Efficacy Study of Methylphenidate Hydrochloride to Reduce Fatigue in Prostate Cancer Patients Receiving Hormone Therapy

This study has been terminated.
(Slow Accrual)
Sponsor:
Collaborator:
Sanofi
Information provided by (Responsible Party):
Dr. Neil Fleshner, University Health Network, Toronto
ClinicalTrials.gov Identifier:
NCT00593853
First received: January 3, 2008
Last updated: June 3, 2014
Last verified: June 2014
  Purpose

The purpose of this study is to determine if methylphenidate improves fatigue in men undergoing hormonal therapy for prostate cancer with an LHRH-agonist.

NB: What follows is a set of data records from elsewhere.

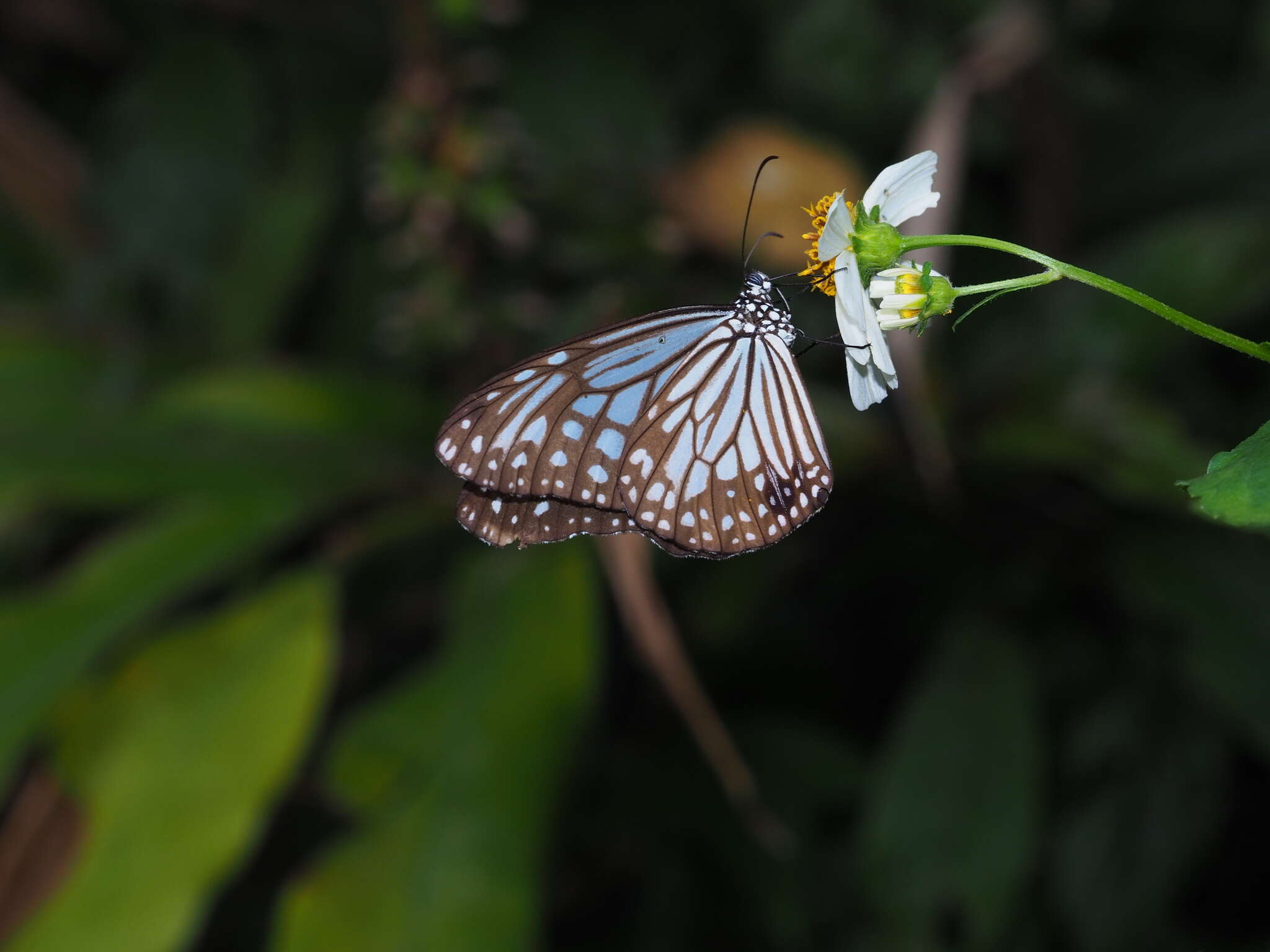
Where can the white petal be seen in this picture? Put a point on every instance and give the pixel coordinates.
(868, 384)
(904, 190)
(853, 307)
(837, 231)
(892, 320)
(858, 320)
(881, 286)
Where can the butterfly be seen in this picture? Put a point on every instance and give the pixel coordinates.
(691, 427)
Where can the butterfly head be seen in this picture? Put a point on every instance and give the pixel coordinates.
(758, 287)
(756, 311)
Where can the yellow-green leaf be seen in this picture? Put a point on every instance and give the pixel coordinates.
(454, 775)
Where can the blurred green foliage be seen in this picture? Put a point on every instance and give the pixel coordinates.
(251, 254)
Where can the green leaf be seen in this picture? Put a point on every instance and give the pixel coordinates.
(48, 638)
(953, 811)
(174, 759)
(282, 400)
(275, 247)
(454, 775)
(1236, 489)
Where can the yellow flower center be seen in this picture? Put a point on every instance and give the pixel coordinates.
(814, 266)
(908, 284)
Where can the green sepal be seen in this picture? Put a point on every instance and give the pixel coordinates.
(877, 245)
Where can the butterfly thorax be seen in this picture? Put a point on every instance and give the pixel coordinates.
(756, 314)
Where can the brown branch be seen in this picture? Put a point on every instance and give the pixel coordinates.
(42, 173)
(1003, 45)
(40, 839)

Condition Intervention Phase
Prostatic Neoplasms
Fatigue
Drug: Methylphenidate Hydrochloride
Drug: Matched Placebo
Phase 2

Study Type: Interventional
Study Design: Allocation: Randomized
Endpoint Classification: Safety/Efficacy Study
Intervention Model: Parallel Assignment
Masking: Double Blind (Subject, Caregiver, Investigator, Outcomes Assessor)
Primary Purpose: Treatment
Official Title: A Phase II, Randomized, Double-blind, Placebo Controlled Trial of Methylphenidate Hydrochloride for Reduction of Fatigue in Prostate Cancer Patients Receiving LHRH-Agonist Therapy

Resource links provided by NLM:


Further study details as provided by University Health Network, Toronto:

Primary Outcome Measures:
  • To assess the ability of methylphenidate 5 mg BID (10 mg daily) to reduce LHRH-agonist-related fatigue in prostate cancer patients as measured by the Functional Assessment of Cancer Therapy Fatigue subscale (FACT-F). [ Time Frame: 3 months pre-treatment (LHRH-agnost naive group only), randomization, 6 weeks, 10 weeks, 12 weeks, 24 weeks ] [ Designated as safety issue: No ]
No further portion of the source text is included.